KILLEEN, Texas, Aug. 26 (UPI) -- Maj. Nidal Hasan's sentencing hearing began Monday at Fort Hood, Texas, with emotional testimony from relatives of those killed in the 2009 massacre.
The witnesses, who are not allowed to offer opinions about how they'd like Hasan sentenced, included widows of five people killed in the Nov. 5, 2009, shooting -- the largest mass murder at a military installation in U.S. history, the Killeen, Texas, Daily Herald reported Monday.
A jury of 13 senior Army officers found Hasan guilty Friday of carrying out the mass murder. The nine colonels, three lieutenant colonels and one major deliberated for about 6 hours over two days before finding Hasan, 42, guilty of 45 counts of premeditated murder and attempted premeditated murder, one count for each of the 13 people he killed and the 32 he wounded or shot at.
"I feel dead, yet alive," said Shoua Her, widow of Pfc. Kham Xiong.
At least one family member of each of the 13 killed is expected to testify during the two-day hearing, the (Austin, Texas) American- Statesman said.

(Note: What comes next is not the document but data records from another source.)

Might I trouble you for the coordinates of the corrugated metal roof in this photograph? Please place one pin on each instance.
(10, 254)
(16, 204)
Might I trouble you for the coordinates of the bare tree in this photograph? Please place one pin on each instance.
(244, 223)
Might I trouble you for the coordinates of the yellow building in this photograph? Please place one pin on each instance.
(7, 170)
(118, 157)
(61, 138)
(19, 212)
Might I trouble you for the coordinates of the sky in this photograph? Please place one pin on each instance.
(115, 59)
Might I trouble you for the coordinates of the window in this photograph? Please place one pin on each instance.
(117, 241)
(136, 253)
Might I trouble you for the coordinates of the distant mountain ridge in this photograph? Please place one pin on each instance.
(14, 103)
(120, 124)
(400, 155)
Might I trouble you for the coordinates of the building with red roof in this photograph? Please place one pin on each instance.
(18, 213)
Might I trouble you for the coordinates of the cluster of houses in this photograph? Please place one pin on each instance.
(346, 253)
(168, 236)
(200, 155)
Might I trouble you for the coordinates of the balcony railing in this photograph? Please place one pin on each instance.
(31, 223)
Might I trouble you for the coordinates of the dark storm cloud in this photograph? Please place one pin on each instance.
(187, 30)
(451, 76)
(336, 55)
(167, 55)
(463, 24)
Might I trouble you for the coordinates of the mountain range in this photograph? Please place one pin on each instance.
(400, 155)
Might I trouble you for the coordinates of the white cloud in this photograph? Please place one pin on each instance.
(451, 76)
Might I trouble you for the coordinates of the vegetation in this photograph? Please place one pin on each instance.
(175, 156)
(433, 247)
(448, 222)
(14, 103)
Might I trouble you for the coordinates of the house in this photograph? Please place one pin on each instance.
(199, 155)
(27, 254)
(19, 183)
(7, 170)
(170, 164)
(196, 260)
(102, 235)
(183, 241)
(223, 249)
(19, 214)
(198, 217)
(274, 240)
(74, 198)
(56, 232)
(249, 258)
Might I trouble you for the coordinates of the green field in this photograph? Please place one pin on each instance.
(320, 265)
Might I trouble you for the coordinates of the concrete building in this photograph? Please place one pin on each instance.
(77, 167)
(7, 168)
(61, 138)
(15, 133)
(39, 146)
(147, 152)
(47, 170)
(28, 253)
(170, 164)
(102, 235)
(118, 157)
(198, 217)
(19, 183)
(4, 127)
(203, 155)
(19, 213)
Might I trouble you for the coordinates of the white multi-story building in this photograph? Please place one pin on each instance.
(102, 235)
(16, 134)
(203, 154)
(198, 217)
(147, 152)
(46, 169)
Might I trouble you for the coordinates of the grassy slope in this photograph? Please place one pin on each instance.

Hasan has expressed no remorse for his actions. He said his only regret was being paralyzed by police officers who shot him in ending the attack.
After Friday's conviction, military judge Col. Tara Osborn told Hasan the sentencing phase would be "very complicated" and said she wanted him to approach it "with eyes wide open," KCEN said.

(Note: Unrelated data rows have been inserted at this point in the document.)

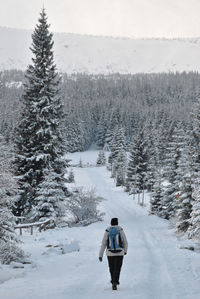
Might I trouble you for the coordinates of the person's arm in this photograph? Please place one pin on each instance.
(103, 245)
(125, 242)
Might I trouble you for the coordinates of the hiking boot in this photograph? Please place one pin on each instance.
(115, 283)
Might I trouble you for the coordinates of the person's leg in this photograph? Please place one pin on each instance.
(111, 263)
(117, 268)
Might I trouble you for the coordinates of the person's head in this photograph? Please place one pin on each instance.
(114, 221)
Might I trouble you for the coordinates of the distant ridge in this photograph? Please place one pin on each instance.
(98, 54)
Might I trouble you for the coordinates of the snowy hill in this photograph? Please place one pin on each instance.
(155, 267)
(92, 54)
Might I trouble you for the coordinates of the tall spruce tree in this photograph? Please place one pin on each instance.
(39, 141)
(137, 165)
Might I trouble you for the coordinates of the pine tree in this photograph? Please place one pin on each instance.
(39, 141)
(184, 198)
(120, 167)
(137, 165)
(118, 143)
(9, 242)
(101, 159)
(172, 174)
(70, 178)
(194, 228)
(49, 199)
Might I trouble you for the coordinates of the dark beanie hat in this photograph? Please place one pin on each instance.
(114, 221)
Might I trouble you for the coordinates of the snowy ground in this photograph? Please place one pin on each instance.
(154, 268)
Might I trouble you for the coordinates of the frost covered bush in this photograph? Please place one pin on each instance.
(83, 205)
(9, 250)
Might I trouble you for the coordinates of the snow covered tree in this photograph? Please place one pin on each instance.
(137, 165)
(184, 198)
(115, 121)
(101, 159)
(39, 141)
(9, 242)
(118, 143)
(70, 178)
(49, 199)
(120, 165)
(194, 228)
(83, 206)
(172, 174)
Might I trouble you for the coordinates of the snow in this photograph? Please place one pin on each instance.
(92, 54)
(156, 267)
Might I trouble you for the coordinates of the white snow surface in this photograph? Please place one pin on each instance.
(103, 55)
(155, 267)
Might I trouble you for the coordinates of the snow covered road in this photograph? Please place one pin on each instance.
(154, 268)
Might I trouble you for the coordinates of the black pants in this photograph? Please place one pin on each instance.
(115, 263)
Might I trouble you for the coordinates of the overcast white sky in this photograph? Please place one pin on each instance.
(131, 18)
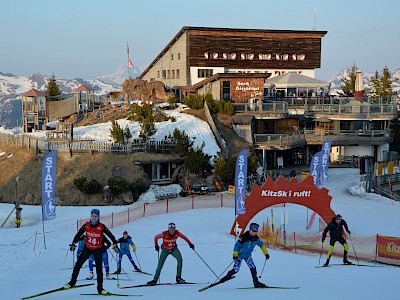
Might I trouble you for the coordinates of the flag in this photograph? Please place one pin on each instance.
(326, 150)
(49, 186)
(315, 167)
(130, 64)
(241, 183)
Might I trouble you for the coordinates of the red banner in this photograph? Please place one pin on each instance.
(389, 248)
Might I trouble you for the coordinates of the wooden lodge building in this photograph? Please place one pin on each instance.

She advised him, as she has throughout the trial, "it would be unwise to represent yourself." But he said, as he has since firing his defense team, he would represent himself and waive his right to legal counsel.
No defendant in a military capital-punishment case has represented himself in modern times, The New York Times said.

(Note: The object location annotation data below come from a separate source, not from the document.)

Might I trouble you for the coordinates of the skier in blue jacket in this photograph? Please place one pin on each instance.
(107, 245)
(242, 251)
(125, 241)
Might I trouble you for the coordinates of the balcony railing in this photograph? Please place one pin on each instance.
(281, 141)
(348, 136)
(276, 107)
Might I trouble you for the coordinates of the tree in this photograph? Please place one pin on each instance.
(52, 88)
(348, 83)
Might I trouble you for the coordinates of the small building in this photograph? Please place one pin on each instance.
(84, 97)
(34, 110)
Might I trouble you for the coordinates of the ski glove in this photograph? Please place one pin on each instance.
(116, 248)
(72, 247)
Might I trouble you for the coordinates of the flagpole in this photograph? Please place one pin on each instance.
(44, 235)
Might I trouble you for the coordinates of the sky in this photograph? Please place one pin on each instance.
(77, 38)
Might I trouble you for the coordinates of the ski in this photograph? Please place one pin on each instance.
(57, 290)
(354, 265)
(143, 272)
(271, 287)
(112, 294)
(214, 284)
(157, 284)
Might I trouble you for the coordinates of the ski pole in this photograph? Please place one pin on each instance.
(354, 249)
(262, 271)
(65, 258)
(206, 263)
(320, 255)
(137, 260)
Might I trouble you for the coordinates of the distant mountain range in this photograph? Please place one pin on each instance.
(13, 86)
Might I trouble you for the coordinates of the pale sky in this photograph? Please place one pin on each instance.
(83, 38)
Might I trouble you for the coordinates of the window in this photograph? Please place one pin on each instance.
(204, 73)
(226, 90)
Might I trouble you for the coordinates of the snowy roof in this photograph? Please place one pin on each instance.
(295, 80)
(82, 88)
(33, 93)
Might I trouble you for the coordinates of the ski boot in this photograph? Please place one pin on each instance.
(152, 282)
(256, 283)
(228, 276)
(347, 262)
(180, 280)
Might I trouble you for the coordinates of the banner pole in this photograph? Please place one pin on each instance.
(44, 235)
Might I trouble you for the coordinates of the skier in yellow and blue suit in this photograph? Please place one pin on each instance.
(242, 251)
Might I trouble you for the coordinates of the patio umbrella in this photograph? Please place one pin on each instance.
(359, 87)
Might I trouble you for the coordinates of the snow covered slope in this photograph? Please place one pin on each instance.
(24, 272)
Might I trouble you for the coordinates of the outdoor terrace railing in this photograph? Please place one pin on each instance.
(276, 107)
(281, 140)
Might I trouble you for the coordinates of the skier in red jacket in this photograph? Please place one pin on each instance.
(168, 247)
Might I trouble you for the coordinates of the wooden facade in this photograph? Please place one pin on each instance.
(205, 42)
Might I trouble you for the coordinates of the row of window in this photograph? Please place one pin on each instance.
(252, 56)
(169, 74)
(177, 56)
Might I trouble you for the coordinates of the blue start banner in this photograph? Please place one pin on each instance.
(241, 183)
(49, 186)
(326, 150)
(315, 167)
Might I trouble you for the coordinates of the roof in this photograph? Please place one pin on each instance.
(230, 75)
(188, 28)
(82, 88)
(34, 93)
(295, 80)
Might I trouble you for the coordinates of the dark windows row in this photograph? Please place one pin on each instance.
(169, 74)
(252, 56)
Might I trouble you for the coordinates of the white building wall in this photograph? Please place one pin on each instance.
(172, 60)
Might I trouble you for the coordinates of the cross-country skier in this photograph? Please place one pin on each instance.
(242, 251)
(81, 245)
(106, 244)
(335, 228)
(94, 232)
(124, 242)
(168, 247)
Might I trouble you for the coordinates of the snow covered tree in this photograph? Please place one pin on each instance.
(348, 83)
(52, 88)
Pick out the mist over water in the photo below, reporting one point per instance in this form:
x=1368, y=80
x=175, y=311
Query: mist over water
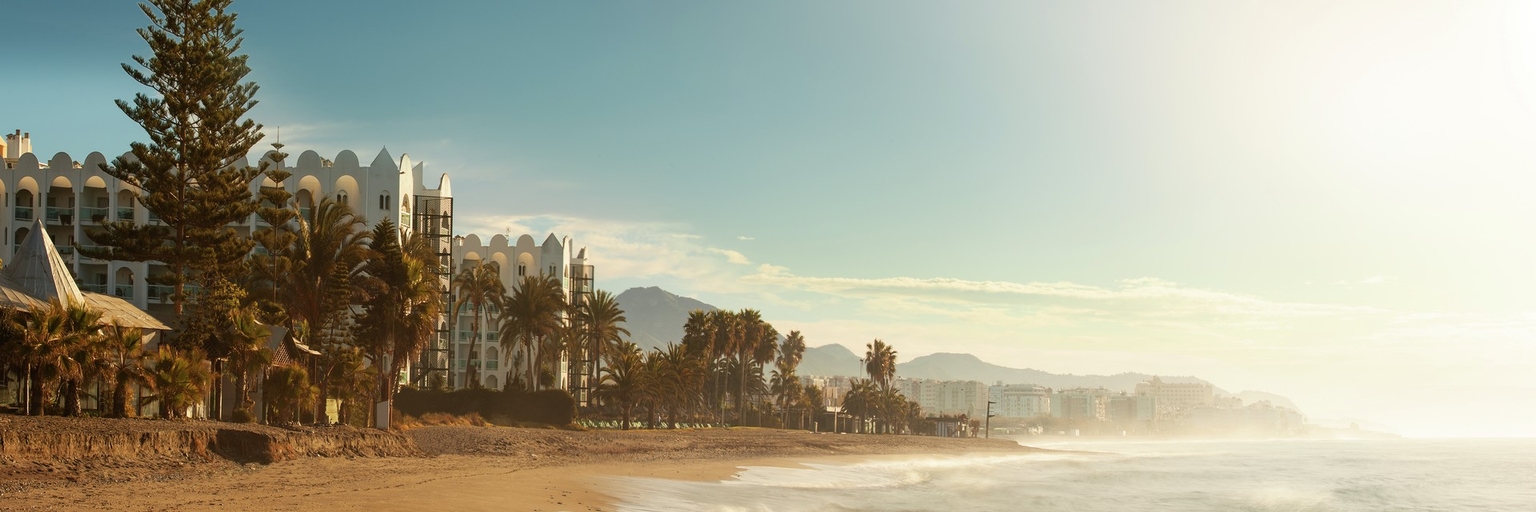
x=1122, y=475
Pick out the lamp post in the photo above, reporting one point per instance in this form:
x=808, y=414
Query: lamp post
x=989, y=418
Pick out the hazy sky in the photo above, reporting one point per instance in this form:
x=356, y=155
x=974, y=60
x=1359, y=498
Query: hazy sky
x=1329, y=200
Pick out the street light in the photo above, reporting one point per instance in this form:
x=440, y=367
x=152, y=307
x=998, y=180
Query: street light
x=989, y=418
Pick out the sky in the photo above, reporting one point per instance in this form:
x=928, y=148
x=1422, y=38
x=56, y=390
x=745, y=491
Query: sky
x=1326, y=200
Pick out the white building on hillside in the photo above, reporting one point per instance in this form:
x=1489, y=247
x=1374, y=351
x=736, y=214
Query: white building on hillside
x=1020, y=400
x=556, y=257
x=950, y=397
x=1177, y=395
x=69, y=196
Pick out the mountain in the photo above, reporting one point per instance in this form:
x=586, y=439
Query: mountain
x=966, y=366
x=828, y=360
x=656, y=315
x=839, y=360
x=1251, y=397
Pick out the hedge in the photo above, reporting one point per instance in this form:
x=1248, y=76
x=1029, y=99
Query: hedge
x=550, y=406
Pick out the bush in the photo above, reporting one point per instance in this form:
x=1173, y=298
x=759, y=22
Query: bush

His former defense team, which worked on his case for years, had argued to the judge Hasan was encouraging rather than fighting a death sentence. Hasan will then have an opportunity to plead in his own defense Tuesday.
He can decline to speak, make a statement under oath, which would give prosecutors a chance to cross-examine him, or make a statement without taking an oath.
The last option means he could not be cross-examined, but prosecutors could still rebut his statement.
After the prosecution rested Wednesday, Hasan presented no defense. He declined to make a closing argument Thursday.
He could become the first U.S. soldier in 52 years executed in the military's death chamber at Fort Leavenworth, Kan.
All jurors must agree on the death penalty, and President Obama must approve it. Otherwise, Hasan could receive life imprisonment.